10. The concept of "kos"

"Kos" is the Norwegian's counterpart of Danish "Hygge". This concept is based on how to create and maintain a cozy, warm environment. The concept can be applied to food, social interactions, events, places, and even individuals. It is quite difficult to describe in its fullest what "kos" is really about. I can not compare it any other concept present in another culture. From a simple weekend dinner "kos" to a winter cabin "kos", this concept varies from one person to another. Nonetheless, "kos" is the opposite of stress and high-paced environment. This focuses on how an individual would enjoy life here and now.

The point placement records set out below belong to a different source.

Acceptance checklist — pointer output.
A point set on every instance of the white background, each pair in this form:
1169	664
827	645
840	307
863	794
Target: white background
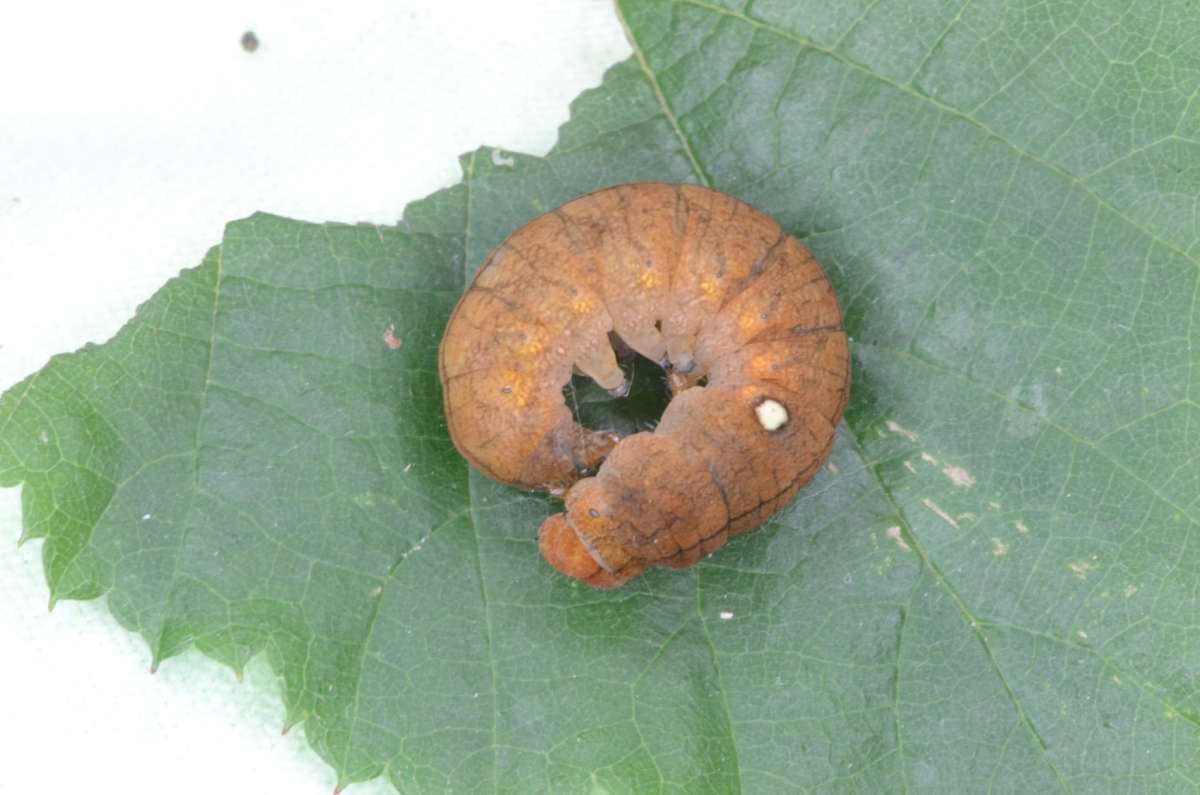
130	133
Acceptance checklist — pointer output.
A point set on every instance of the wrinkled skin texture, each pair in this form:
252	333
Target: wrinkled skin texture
684	275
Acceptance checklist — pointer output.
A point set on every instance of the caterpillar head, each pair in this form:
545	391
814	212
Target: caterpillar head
582	541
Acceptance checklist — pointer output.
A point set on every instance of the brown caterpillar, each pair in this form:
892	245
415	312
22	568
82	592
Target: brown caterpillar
687	276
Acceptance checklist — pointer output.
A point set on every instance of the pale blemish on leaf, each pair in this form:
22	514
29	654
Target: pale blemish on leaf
894	535
947	518
959	477
894	426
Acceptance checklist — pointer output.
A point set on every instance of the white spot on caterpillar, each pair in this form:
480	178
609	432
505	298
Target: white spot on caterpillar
772	414
1080	569
894	535
894	426
959	476
947	518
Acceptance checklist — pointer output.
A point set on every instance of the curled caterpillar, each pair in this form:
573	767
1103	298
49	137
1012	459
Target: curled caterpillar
741	316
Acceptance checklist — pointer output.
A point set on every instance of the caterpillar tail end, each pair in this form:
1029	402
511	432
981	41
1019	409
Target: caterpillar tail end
563	550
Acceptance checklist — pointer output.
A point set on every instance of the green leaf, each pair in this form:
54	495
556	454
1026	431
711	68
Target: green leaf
993	585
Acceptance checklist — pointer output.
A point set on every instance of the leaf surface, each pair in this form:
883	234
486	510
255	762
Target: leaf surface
993	586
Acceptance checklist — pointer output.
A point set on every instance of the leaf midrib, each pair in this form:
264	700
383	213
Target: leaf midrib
973	625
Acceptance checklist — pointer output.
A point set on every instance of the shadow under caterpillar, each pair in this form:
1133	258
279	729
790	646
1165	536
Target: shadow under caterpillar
688	276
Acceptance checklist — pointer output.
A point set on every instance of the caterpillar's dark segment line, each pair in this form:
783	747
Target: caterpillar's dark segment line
745	323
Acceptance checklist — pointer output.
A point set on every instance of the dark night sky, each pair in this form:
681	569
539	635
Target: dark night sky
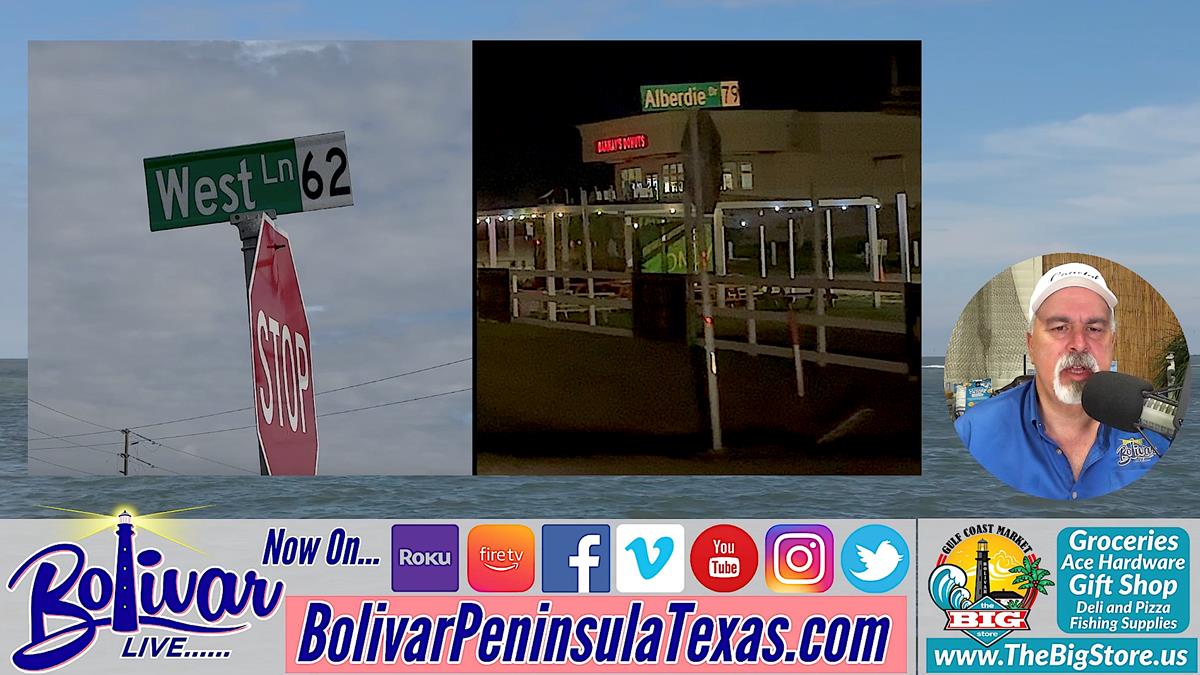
528	96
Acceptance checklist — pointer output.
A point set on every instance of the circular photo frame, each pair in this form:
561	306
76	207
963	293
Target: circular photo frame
1066	376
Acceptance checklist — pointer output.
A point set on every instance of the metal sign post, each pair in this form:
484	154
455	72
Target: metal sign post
249	225
247	185
281	354
696	217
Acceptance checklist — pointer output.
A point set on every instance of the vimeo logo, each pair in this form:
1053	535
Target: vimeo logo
575	559
649	559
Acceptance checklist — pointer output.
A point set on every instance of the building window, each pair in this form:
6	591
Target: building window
727	175
672	178
630	179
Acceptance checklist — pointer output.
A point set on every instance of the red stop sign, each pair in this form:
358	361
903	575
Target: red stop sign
285	407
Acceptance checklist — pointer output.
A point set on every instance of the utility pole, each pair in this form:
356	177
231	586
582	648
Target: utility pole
125	455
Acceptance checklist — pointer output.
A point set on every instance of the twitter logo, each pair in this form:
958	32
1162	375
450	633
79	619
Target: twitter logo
875	559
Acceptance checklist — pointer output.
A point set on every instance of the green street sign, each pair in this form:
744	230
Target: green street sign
696	95
291	175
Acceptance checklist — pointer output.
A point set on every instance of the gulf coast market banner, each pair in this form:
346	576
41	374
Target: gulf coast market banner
1057	596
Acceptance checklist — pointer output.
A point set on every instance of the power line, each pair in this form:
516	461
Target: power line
323	414
247	407
397	402
72	417
189	454
72	443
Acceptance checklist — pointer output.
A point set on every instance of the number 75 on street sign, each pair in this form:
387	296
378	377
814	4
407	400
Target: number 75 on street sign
289	175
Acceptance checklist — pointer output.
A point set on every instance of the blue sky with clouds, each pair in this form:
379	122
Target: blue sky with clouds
1047	126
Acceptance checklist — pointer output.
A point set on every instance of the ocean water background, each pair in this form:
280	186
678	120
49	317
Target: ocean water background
952	485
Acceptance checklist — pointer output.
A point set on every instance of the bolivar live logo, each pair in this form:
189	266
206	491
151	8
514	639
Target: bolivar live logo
979	578
65	590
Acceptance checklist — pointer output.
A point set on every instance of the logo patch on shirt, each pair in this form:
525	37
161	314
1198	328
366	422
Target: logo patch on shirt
1134	449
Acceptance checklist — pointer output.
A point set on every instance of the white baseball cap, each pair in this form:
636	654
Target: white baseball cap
1066	276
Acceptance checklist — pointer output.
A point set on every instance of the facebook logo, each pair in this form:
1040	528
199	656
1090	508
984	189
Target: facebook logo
575	559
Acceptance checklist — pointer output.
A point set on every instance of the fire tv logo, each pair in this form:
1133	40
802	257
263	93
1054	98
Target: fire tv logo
501	559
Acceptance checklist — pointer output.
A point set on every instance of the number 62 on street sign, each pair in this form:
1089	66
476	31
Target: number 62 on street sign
288	175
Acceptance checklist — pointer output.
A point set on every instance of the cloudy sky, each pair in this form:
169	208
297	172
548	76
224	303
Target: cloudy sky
132	328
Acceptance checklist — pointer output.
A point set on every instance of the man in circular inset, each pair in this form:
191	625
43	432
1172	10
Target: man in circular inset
1036	436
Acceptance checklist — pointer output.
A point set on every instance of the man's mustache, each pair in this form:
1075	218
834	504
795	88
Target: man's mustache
1077	359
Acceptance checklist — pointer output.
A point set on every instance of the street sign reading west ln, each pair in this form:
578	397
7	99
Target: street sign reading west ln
695	95
289	175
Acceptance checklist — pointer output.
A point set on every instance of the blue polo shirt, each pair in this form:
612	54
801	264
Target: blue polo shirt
1006	435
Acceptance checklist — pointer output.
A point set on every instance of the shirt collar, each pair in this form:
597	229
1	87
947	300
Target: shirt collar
1033	416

Norway boasts of a highly-civilized and functioning society. The country has been in years ranked as one of the happiest, wealthiest country in the world. However, the Scandinavian country is far from being perfect. It has its flaws too, just like any another, but the Norwegian society strives hard to be better. It is quite obvious in all aspects, as it continuously embraces the values of freedom and equality as its core. For this, there is a reason to be optimistic for its citizens, and that includes me.